Memon Kavi had broken through the fussy world of Tamil literature in Sri Lanka, and conservative Tamil Nadu quite early in life.
In 1976, when he was only 19, a leading Chennai publisher, Narmada Padhippaham, had brought out his first book of poems entitled Yuga Raagangal (Ragas of the Age).
Narmada went on to publish his other poetic works Hiroshimavin Herokkal, (Heroes of Hiroshima) in 1982; Iyanthira Sooriyan (The Mechanical Sun) in 1984; and Naalayay Nokkiya Inril in 1990.
Poet of the City
On his mastery over the Tamil language, he has received kudos from no less a person than K.S. Sivakumaran, the noted Sri Lankan Tamil literary critic. But he also has something new to give.
“His works have a unique flavor.
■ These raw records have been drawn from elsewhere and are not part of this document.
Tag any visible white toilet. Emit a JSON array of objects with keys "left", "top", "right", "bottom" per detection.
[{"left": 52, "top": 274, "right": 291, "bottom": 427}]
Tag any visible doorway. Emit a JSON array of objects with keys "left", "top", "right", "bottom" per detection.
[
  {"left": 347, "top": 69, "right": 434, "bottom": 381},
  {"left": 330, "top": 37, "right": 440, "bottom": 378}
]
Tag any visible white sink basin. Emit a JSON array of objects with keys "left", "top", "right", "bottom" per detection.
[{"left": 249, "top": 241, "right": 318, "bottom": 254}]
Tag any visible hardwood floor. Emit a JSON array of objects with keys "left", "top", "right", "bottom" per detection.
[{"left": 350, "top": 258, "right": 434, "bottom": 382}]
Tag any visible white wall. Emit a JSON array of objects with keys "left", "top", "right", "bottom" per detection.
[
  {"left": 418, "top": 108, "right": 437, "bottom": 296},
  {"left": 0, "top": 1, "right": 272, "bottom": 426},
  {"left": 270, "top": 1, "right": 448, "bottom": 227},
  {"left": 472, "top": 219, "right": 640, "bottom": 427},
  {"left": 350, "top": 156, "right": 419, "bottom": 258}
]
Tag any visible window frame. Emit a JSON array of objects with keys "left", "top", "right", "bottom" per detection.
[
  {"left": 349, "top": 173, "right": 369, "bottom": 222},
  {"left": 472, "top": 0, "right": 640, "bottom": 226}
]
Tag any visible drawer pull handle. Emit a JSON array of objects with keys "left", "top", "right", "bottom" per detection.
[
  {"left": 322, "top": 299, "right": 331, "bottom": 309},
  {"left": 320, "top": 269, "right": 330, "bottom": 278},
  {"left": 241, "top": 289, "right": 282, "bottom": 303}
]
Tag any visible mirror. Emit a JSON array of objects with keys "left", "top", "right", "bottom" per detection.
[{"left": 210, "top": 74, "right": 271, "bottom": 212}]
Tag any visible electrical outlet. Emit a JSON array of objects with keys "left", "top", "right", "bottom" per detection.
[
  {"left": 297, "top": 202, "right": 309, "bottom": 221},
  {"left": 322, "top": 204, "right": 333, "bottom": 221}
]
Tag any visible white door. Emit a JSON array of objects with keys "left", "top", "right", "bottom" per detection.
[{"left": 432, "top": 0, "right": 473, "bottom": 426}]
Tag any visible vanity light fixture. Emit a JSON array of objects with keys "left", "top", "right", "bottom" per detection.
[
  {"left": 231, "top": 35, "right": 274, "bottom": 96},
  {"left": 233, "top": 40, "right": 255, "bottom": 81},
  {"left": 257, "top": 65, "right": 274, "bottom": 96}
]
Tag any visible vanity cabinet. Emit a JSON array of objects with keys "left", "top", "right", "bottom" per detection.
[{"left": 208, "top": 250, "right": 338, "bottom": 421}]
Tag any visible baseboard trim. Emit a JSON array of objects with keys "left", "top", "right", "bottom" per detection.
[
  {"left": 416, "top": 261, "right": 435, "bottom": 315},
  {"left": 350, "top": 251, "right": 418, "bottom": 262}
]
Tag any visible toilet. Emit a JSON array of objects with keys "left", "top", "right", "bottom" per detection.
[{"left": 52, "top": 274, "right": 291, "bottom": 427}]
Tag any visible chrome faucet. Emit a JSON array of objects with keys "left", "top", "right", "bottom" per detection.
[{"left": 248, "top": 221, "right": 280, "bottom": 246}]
Not being from the Tamil milieu, he sees things differently,” Sivakumaran said.
Most of Memon Kavi's poems have been on the contemporary condition of man, today's mechanistic city life, the pervasive corruption, exploitation, criminality, violence, and insensitivity. In a poem on 9/11, he brought out the irony of a “civilised” world avidly watching the live coverage of death and destruction.
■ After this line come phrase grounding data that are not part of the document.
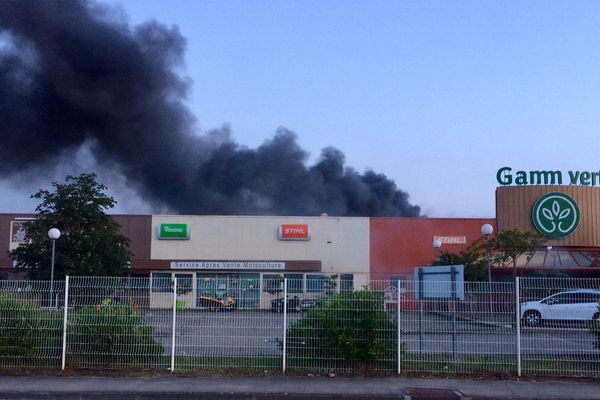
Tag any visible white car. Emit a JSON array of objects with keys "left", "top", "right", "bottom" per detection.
[{"left": 520, "top": 289, "right": 600, "bottom": 327}]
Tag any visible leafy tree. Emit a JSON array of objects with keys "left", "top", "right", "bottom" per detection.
[
  {"left": 494, "top": 229, "right": 544, "bottom": 277},
  {"left": 435, "top": 238, "right": 488, "bottom": 282},
  {"left": 10, "top": 173, "right": 132, "bottom": 279},
  {"left": 434, "top": 229, "right": 544, "bottom": 281}
]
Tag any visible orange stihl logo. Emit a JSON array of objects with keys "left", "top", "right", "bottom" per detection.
[
  {"left": 280, "top": 224, "right": 309, "bottom": 239},
  {"left": 285, "top": 227, "right": 305, "bottom": 234}
]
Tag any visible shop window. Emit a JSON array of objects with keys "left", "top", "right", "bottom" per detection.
[
  {"left": 175, "top": 273, "right": 193, "bottom": 294},
  {"left": 196, "top": 274, "right": 216, "bottom": 297},
  {"left": 584, "top": 252, "right": 600, "bottom": 265},
  {"left": 241, "top": 274, "right": 259, "bottom": 289},
  {"left": 527, "top": 251, "right": 546, "bottom": 267},
  {"left": 229, "top": 274, "right": 240, "bottom": 287},
  {"left": 284, "top": 273, "right": 303, "bottom": 294},
  {"left": 340, "top": 274, "right": 353, "bottom": 292},
  {"left": 151, "top": 273, "right": 172, "bottom": 293},
  {"left": 572, "top": 252, "right": 592, "bottom": 267},
  {"left": 306, "top": 274, "right": 325, "bottom": 293},
  {"left": 128, "top": 276, "right": 149, "bottom": 289},
  {"left": 263, "top": 274, "right": 283, "bottom": 294},
  {"left": 558, "top": 251, "right": 578, "bottom": 268}
]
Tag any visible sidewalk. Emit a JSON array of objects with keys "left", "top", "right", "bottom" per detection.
[{"left": 0, "top": 375, "right": 599, "bottom": 400}]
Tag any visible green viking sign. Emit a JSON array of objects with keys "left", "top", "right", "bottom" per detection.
[
  {"left": 531, "top": 192, "right": 580, "bottom": 239},
  {"left": 158, "top": 223, "right": 190, "bottom": 240}
]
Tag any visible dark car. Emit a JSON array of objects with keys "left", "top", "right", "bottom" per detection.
[{"left": 271, "top": 296, "right": 319, "bottom": 313}]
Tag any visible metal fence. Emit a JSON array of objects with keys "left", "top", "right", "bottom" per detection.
[
  {"left": 0, "top": 280, "right": 64, "bottom": 370},
  {"left": 0, "top": 276, "right": 599, "bottom": 377}
]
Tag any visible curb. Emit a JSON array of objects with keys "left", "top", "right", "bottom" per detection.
[{"left": 0, "top": 392, "right": 409, "bottom": 400}]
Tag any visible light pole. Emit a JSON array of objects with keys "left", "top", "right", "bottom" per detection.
[
  {"left": 48, "top": 228, "right": 61, "bottom": 308},
  {"left": 433, "top": 239, "right": 442, "bottom": 261},
  {"left": 481, "top": 224, "right": 494, "bottom": 313},
  {"left": 481, "top": 224, "right": 494, "bottom": 283}
]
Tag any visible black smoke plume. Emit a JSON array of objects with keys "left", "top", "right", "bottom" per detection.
[{"left": 0, "top": 0, "right": 421, "bottom": 217}]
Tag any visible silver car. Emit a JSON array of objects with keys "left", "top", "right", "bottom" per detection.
[{"left": 520, "top": 289, "right": 600, "bottom": 327}]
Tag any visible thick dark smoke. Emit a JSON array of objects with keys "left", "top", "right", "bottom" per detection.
[{"left": 0, "top": 0, "right": 421, "bottom": 217}]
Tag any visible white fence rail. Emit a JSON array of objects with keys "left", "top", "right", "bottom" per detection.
[{"left": 0, "top": 276, "right": 599, "bottom": 376}]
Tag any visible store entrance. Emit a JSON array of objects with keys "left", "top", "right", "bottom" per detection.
[{"left": 196, "top": 273, "right": 260, "bottom": 309}]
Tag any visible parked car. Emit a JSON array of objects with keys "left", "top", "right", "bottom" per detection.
[
  {"left": 520, "top": 289, "right": 600, "bottom": 327},
  {"left": 271, "top": 296, "right": 319, "bottom": 313},
  {"left": 199, "top": 295, "right": 236, "bottom": 311}
]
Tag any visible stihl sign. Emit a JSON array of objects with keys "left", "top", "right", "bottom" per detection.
[{"left": 278, "top": 224, "right": 310, "bottom": 241}]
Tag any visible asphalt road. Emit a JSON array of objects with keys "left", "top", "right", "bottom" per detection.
[{"left": 1, "top": 375, "right": 600, "bottom": 400}]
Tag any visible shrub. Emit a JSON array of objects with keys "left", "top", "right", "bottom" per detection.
[
  {"left": 287, "top": 290, "right": 400, "bottom": 370},
  {"left": 0, "top": 293, "right": 62, "bottom": 362},
  {"left": 68, "top": 300, "right": 163, "bottom": 367}
]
Commenting on the quality of his work, Sivakumaran said: “His initial poems were political sloganeering, but over the years, he has matured into a deep observer of the world, society and human beings. His superb poem, Saga of Colombo, evocatively sketches life on the streets of Colombo after dark. He is truly a poet of the city.”
Testifying to his commitment to the spreading of Lankan Tamil literature, using both the printed word and the internet, Sivakumaran said that Memon Kavi had been applying himself to Tamil literature even at the cost of his business.
Memon Kavi's family, steeped in Islamic orthodoxy, was alien to the Tamil language and the arts. But young Razak turned out to be an odd ball, thanks to an unusual decision taken by his father.
“For reasons not known to me, my father put me in a Tamil medium school. I hated the curriculum, but was fascinated by the Tamil language. Even as school boy, I would attend literary gatherings at the Colombo Tamil Sangam, where I would seek out litterateurs like Karthigesu Sivathamby and K.Kailasapathy and read the books they mentioned in their conversations. I began writing, taking the pen name Memon Kavi to draw attention,” he said.
As leftist thinking and progressive writing dominated the literary scene in the 1960s and 70s, Memon Kavi latched on to the progressive writers' movement led by the Dalit writer and publisher, Dominic Jeeva.
One of the aims of the progressive movement was to rid Sri Lanka of the baneful influence of pulp literature from Tamil Nadu.
“We ensured that Sri Lanka did not produce pulp writers like Pushpa Thangadurai, even if it did not produce a Jayakanthan or Pudumaipiththan (creative writers from Tamil Nadu in India),” Memon Kavi asserted.
He pointed out that Sri Lankan Tamils and Muslims had gone on to create a new genre in Tamil literature by writing on the social and psychological impact of the war, displacement and migration to distant lands.
Seeing the need for ethnic reconciliation after the war, he got together a band of writers who could translate works from Tamil to Sinhalese and vice versa. Godage and Co., a leading Colombo-based publisher, has been roped in to bring out the translations.
“I believe that writers, and not politicians, can bring about ethnic reconciliation and lasting peace in Sri Lanka,” Memon Kavi said.
Currently, he is on a mission to increase the reading habit by exploiting the internet. He puts his works and those of others on the net.
According to him, over 10,000 Lankan Tamil works are already on the net, enabling Lankan writers to reach readers in Tamil Nadu and the 1.5 million-strong Lankan Tamil diaspora.